Pour Moritz Leuenberger, la mobilité n'est pas «sacro-sainte». Reuters

Une délégation suisse participe à la Conférence internationale sur les biocombustibles, qui se déroule du 17 au 21 novembre à São Paulo. Dans une interview à swissinfo, Moritz Leuenberger, à la fois ministre de l'Environnement, des Transports et de l'Energie, explique la position de la Suisse dans ce dossier.

Organisée par le président brésilien Lula, la conférence a pour thème «les combustibles en tant que vecteur du développement durable». C’est la première fois que seront abordés au niveau gouvernemental des thèmes controversés en relation avec les biocarburants: la sécurité énergétique, l’impact sur la sécurité alimentaire, etc…

La Suisse est l’un des premiers pays à s’être doté d’une législation, qui introduit des critères de développement durable pour la promotion des biocarburants. Elle est directement intéressée à la question des normes sociales et environnementales pour la production et l’utilisation de biocarburants.

swissinfo: Les biocarburants représentent-ils un problème ou une chance?

Moritz Leuenberger: Les deux. Au début, les biocarburants ont suscité beaucoup d’espoir, mais nous constatons aujourd’hui qu’ils sont plus nuisibles qu’on l’imaginait à l’époque. On ne peut pas non plus mettre de côté le problème des terres utilisées pour la production alimentaire. C’est pourquoi il est nécessaire de corriger certaines erreurs et de faire un bilan global.

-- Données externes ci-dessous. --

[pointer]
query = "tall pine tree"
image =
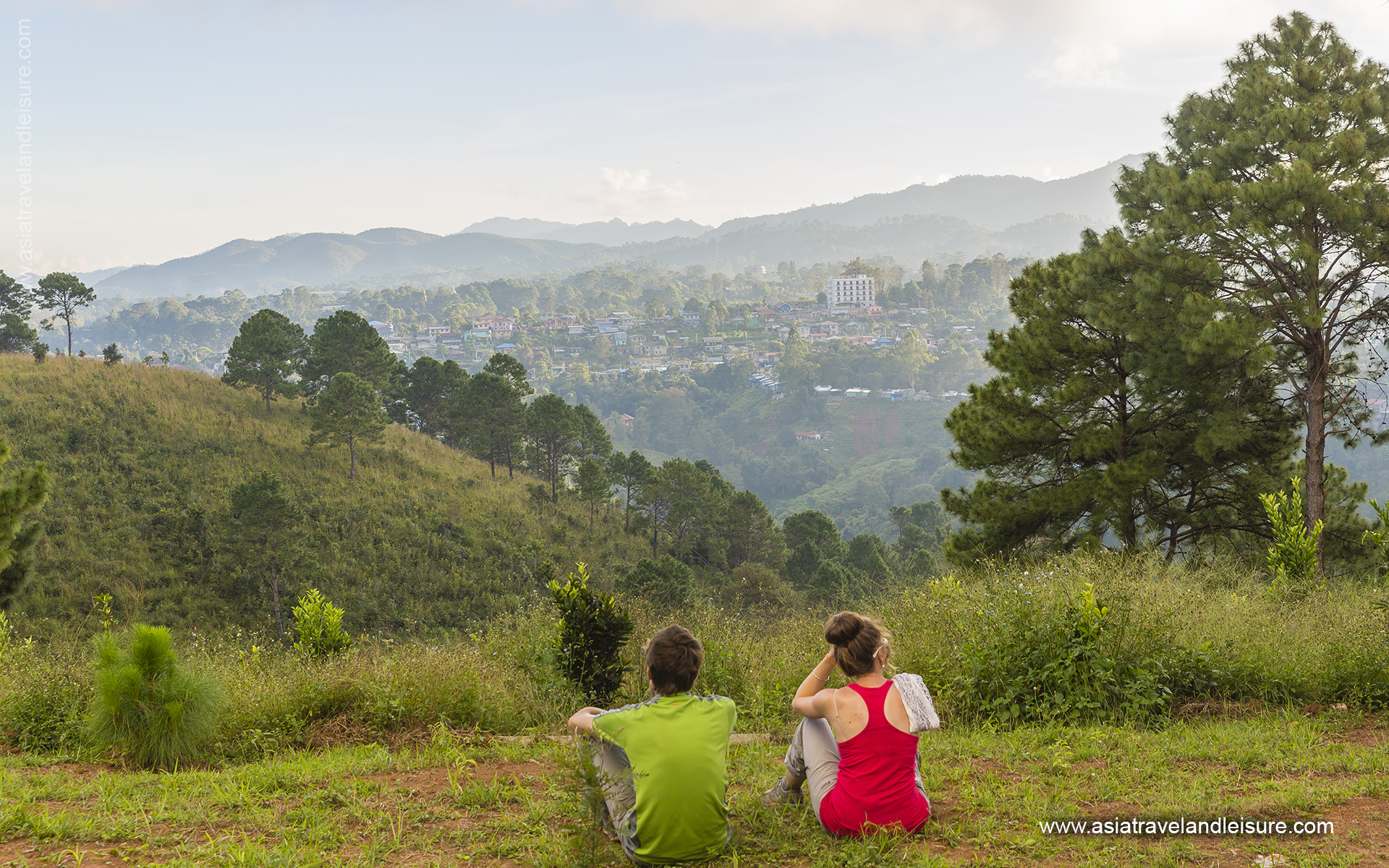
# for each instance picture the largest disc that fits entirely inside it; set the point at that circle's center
(1126, 406)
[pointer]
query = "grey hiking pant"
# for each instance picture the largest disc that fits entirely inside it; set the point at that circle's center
(813, 756)
(619, 793)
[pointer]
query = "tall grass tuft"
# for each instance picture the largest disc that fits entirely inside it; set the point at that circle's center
(146, 705)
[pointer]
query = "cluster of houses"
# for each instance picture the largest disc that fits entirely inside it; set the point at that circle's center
(833, 396)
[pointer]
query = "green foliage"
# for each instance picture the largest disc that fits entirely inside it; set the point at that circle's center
(266, 353)
(63, 295)
(1273, 192)
(263, 529)
(18, 532)
(593, 628)
(347, 413)
(1292, 557)
(148, 706)
(347, 344)
(593, 486)
(148, 457)
(16, 333)
(664, 582)
(320, 626)
(1071, 663)
(1124, 406)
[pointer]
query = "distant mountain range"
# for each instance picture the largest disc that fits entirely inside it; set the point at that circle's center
(959, 218)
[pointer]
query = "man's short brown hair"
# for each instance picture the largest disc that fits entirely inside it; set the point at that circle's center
(673, 658)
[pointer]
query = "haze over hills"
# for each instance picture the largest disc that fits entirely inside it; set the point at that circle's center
(610, 234)
(955, 220)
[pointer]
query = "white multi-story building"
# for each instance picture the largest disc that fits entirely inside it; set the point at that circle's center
(849, 289)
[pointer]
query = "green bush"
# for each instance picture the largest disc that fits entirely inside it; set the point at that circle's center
(1070, 661)
(593, 628)
(43, 699)
(320, 626)
(666, 582)
(1292, 557)
(146, 705)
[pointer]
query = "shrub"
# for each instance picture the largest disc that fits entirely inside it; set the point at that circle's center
(593, 628)
(1292, 557)
(1067, 661)
(43, 699)
(666, 582)
(320, 626)
(146, 705)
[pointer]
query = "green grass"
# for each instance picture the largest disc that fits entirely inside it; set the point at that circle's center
(469, 799)
(142, 460)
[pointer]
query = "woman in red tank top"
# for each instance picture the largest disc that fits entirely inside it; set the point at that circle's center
(853, 746)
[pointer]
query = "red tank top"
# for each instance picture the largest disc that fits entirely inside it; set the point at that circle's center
(877, 775)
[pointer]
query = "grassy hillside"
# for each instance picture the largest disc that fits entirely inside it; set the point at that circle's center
(142, 461)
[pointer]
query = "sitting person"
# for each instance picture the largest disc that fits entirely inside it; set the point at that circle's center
(664, 762)
(856, 745)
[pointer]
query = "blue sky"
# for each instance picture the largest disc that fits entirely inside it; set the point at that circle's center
(163, 129)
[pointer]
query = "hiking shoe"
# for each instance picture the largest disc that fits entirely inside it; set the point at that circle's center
(782, 795)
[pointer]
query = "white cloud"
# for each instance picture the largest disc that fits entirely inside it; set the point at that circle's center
(631, 193)
(1084, 66)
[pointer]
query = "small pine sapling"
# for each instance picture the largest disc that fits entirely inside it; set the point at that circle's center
(149, 707)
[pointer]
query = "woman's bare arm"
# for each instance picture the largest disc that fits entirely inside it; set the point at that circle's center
(812, 697)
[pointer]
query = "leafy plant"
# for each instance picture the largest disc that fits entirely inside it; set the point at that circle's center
(593, 628)
(1292, 557)
(320, 625)
(146, 705)
(1070, 664)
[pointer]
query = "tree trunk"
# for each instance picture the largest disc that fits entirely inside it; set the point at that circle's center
(274, 590)
(1316, 448)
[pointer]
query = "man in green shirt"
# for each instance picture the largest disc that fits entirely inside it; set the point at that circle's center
(664, 762)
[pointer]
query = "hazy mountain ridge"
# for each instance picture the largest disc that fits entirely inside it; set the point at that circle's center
(993, 202)
(963, 217)
(611, 234)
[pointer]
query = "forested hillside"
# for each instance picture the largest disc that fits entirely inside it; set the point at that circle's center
(143, 461)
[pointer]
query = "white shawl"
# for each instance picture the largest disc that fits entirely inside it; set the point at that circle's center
(916, 696)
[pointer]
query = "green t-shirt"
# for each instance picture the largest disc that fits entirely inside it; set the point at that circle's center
(678, 749)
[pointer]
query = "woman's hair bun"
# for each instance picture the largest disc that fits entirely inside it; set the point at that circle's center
(844, 628)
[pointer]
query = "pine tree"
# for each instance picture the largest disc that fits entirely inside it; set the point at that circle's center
(1273, 191)
(347, 413)
(266, 353)
(593, 486)
(488, 418)
(428, 391)
(347, 344)
(629, 472)
(552, 428)
(64, 295)
(1124, 404)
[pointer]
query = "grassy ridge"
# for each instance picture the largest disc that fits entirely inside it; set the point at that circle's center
(142, 460)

Alors que l’Union européenne est encore à la recherche de critères pour les évaluer, en Suisse, nous avons déjà établi des critères pour déterminer si le bilan écologique global est positif ou non. Selon nos critères, les biocarburants doivent être moins polluants que ceux d’origine fossile, ne pas nuire à la biodiversité et respecter les conditions sociales des travailleurs.

swissinfo: Mais il faut alors faire des distinctions entre les biocarburants?

M. L. : On parle actuellement beaucoup de la seconde génération de biocarburants, à base de déchets végétaux notamment. Si réellement ceux-ci ne sont pas utilisés pour nourrir des hommes ou des animaux, cela pourrait alors être raisonnable.

Mais même ainsi, il faut s’assurer que les plantes utilisées ne soient pas cultivées uniquement pour produire du biocarburant. Le rôle principal des plantes est de nourrir et il convient de maintenir ce principe.

swissinfo: Quelle différence faites-vous entre l’éthanol produit à partir de canne à sucre, au Brésil, et l’éthanol issu de maïs, aux Etats-Unis?

M. L. : En principe, l’éthanol de canne à sucre est meilleur que celui produit avec du maïs. Mais j’insiste sur le fait qu’il faut procéder à un bilan écologique global.

Il y a encore le problème des conditions sociales des travailleurs, qui sont parfois inacceptables. Il existe par ailleurs le risque d’augmenter les surfaces cultivées en augmentant la déforestation.

C’est la raison pour laquelle on ne peut pas répondre de manière générale, mais qu’il faut faire un bilan écologique et social au cas par cas. Je ne porte donc aucun jugement définitif. Je sais qu’il existe, au Brésil aussi, une production faite dans de bonnes conditions et l’objectif de cette conférence est justement de faire des différentiations.

swissinfo: La Suisse ne pourrait-elle pas produire ses propres biocombustibles?

M. L. : Nous produisons déjà du bioéthanol à partir du bois et du biogaz avec une technologie qui nous est propre. Cette expérience doit encore être développée.

Aujourd’hui, de petites communes et des entreprises produisent du biogaz d’une manière très bien organisée: les gens trient leurs déchets végétaux et les communes les récupèrent pour faire du gaz. Si de grandes villes comme Zurich ou Berne décidaient d’en produire, cela aurait un grand impact. Mais ces décisions relèvent des communes et nous ne pouvons pas les influencer.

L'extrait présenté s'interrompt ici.